Clustering techniques are being used to determine customer segments in marketing data. Being able to determine different segments of customers helps marketing teams approach these customer segments in unique ways. (Think of demographics such as gender, location, age, education, income bracket, and so on.)

Dimensionality Reduction: Reducing the Complexity of a Problem

Dimensionality reduction is an unsupervised machine learning technique with the goal of reducing the number of random variables under consideration. A common use of dimensionality reduction is to reduce the complexity of a problem by projecting the feature space to a lower-dimensional space so that less correlated variables are considered in a machine learning system.

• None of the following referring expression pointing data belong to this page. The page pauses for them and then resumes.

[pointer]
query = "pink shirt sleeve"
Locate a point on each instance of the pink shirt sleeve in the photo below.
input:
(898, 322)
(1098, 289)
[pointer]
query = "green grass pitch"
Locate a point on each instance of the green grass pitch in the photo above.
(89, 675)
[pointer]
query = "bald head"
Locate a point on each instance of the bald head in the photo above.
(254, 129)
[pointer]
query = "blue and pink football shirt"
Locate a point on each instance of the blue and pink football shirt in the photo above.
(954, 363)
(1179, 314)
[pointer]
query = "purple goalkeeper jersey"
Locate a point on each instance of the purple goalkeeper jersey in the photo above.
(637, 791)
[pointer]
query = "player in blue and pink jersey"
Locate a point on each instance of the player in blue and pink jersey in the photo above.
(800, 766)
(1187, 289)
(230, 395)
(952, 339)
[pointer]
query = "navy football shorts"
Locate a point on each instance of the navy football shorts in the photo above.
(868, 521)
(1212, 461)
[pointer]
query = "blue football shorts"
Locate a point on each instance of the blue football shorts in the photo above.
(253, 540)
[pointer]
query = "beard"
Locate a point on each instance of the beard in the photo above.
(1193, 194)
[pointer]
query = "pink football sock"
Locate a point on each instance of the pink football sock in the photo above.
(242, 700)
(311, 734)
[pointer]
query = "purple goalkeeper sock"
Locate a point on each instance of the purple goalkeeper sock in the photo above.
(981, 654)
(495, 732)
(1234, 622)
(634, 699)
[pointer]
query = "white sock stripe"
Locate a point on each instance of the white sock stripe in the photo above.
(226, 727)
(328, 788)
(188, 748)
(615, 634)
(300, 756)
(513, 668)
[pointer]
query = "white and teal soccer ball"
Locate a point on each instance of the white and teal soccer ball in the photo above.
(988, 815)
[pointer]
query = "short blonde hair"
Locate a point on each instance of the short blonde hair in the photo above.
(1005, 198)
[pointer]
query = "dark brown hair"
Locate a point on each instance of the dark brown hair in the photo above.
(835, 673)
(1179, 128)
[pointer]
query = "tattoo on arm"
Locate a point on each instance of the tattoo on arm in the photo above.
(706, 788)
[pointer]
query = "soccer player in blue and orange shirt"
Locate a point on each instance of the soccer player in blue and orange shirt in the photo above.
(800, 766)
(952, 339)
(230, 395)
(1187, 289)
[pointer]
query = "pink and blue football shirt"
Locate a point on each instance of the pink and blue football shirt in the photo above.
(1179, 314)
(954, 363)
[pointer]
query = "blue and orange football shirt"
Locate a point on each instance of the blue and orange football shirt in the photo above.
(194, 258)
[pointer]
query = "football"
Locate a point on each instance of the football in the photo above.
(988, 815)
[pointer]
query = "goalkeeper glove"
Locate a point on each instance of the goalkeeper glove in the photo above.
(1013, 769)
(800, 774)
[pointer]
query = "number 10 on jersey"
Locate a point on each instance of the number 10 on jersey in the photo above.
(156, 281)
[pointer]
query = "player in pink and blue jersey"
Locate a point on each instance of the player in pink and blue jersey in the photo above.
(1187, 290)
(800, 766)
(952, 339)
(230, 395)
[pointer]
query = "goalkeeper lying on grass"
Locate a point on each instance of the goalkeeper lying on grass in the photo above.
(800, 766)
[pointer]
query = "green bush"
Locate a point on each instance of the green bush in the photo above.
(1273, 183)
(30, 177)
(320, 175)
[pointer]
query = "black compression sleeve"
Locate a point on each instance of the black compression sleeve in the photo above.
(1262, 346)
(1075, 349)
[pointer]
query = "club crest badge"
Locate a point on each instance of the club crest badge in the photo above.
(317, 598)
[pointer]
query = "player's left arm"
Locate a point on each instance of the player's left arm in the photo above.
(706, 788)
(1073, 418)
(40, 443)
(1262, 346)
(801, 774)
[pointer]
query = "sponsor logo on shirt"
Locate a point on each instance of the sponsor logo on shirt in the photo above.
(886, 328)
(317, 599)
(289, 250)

Common approaches being used in dimensionality reduction are PCA, t-SNE, and UMAP algorithms. They are valuable for reducing the complexity of a problem and also visualizing the data instances in a way that is easier to understand.

Why is Unsupervised Machine Learning Important?

Unsupervised machine learning is a useful technique that can be used when you do not have data on the desired outcome. For instance, determining a target market for a new product or service a business has never sold before.

Unsupervised Machine Learning FAQs

What is unsupervised machine learning?

Unsupervised machine learning algorithms refer to patterns from a dataset without a known or labeled outcome.

What is an example of unsupervised machine learning?

Clustering is an unsupervised machine learning technique with the goal of finding natural groups or clusters in a feature space and interpreting the input data.

What is the difference between supervised and unsupervised machine learning?

Unsupervised machine learning algorithms refer to patterns from a dataset without a known or labeled outcome. By comparison, supervised machine learning algorithms are trained to predict a known labeled outcome.

Is machine learning supervised or unsupervised?

Both. Within the field of machine learning, there are two main types of tasks, supervised and unsupervised machine learning. There’s also semi-supervised learning for cases when you have a lot more unlabeled data than labeled data, but still want to use the labels to get a boost.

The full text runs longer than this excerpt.